The Ashiel Mystery
Page 187"As I put the rifle down on the bare deal table which forms the principal piece of furniture in the gun-room, I saw a grain of something dark, which looked like earth, fall off the butt end on to the boards beneath. I picked up the rifle, and looked closely at the butt; it was criss-crossed with small cuts, as they sometimes are, with the idea of preventing them from slipping, and in the cuts some dust, or earth, seemed, as I expected, to be adhering. I knocked the rifle upon the table, and a little shower fell from it. Except for the first grain, it might have been nothing but the ordinary dust of disuse, but I could not help thinking it was of a darker hue than the accumulations of years generally take upon themselves, and, further, I knew that the rifle had lately been used for stalking. It was, moreover, specklessly clean in every other part. I felt certain it had been leant upon the ground at no distant date; and I remembered the mark I had not been able to account for at the foot of the rose-bush, near the place where the plank had been used and, as I was persuaded, the cowardly shot actually fired. If a gun had been leant up against the large standard rose that grew there, it would have left just such a mark upon the soft ground.

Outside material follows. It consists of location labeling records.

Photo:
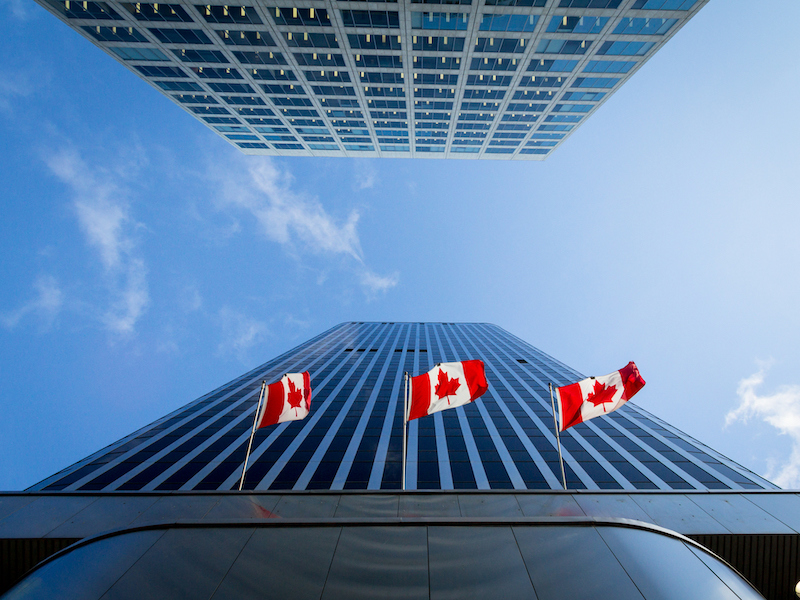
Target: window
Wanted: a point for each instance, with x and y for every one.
(664, 4)
(154, 71)
(310, 40)
(628, 26)
(547, 46)
(584, 24)
(309, 17)
(589, 3)
(260, 58)
(157, 12)
(139, 53)
(437, 44)
(608, 66)
(505, 45)
(85, 10)
(216, 73)
(493, 64)
(114, 34)
(283, 89)
(314, 59)
(327, 75)
(437, 62)
(625, 48)
(245, 38)
(437, 20)
(537, 3)
(179, 86)
(491, 22)
(180, 36)
(209, 56)
(378, 19)
(233, 88)
(229, 14)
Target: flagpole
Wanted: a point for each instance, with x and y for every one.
(405, 425)
(558, 439)
(252, 433)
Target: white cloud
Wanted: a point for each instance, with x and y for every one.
(366, 176)
(781, 410)
(100, 201)
(19, 8)
(46, 305)
(298, 222)
(239, 333)
(132, 300)
(378, 283)
(13, 85)
(289, 218)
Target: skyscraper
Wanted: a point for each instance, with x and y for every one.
(353, 437)
(156, 514)
(502, 79)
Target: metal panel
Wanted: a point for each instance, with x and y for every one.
(784, 507)
(40, 517)
(379, 562)
(664, 568)
(438, 505)
(66, 577)
(242, 507)
(306, 507)
(612, 506)
(553, 556)
(547, 505)
(183, 563)
(486, 505)
(281, 564)
(105, 513)
(367, 505)
(678, 513)
(739, 515)
(476, 563)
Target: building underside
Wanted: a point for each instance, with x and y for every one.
(649, 511)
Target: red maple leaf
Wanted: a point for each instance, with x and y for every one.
(446, 386)
(601, 394)
(294, 397)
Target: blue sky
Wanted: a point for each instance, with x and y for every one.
(144, 261)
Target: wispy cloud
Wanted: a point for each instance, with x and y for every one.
(298, 222)
(13, 86)
(20, 9)
(781, 410)
(378, 283)
(366, 176)
(100, 201)
(287, 217)
(239, 333)
(46, 304)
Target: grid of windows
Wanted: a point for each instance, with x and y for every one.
(352, 438)
(452, 50)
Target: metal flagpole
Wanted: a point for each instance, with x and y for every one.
(405, 426)
(252, 433)
(558, 438)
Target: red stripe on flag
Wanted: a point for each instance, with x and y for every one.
(570, 399)
(476, 378)
(307, 388)
(275, 398)
(420, 396)
(631, 380)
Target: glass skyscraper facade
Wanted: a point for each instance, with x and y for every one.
(352, 439)
(502, 79)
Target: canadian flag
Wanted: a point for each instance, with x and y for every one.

"All this, of course, was a mere surmise, and rather wild at that, but the deer forests of Scotland are not muddy, whatever else they may be, and I felt an unreasoning conviction that the rifle had not accumulated dust while engaged upon its legitimate business on the mountain tops. The peaty moorland soil on which the castle stood would hardly be the best thing in the world for rose-trees, I imagined, and it seemed not too much to hope that some other kind of earth might be artificially mingled with it. I carefully collected the dust in a pill-box, and promised myself to lose no time in obtaining the opinion of an expert analyst, as to whether or no some trace of patent fertilizer, or other chemical, could not be traced in it.
"It was now for the first time that suspicion of young Lord Ashiel began to oust my theory of the Nihilist society's responsibility for the murder. He had, as I remembered, struck me as taking his cousin's guilt for granted with somewhat unnecessary alacrity. His rifle, I already believed, perhaps in my turn with needless alacrity, had fired the fatal bullet, and it seemed perfectly possible that it was his finger that pressed upon the trigger. He was, I knew, in the billiard-room, and alone, both before and after the murder was committed. It would have been quite easy for him to fetch his rifle, place the gardener's plank in position, fire his shot and return to the house, provided Miss Byrne did not rush immediately from the room. He knew her to be a brave girl and not likely to fly without making some attempt at offering assistance. But, if she had rushed from the spot and met the murderer outside the library door, it would be simple enough to convey the impression that he had heard the shot, and that he was either dashing to their help, or making for the garden in the attempt to catch the villain red handed. The rifle was the only thing likely to provoke an awkward question, but he could have dropped it in the dark and returned for it afterwards without much fear of detection. As it happened, he thought it safer to risk carrying it indoors, and hid it under the billiard-room sofa till he had a chance to clean it and take it to the gun-room, as we now know.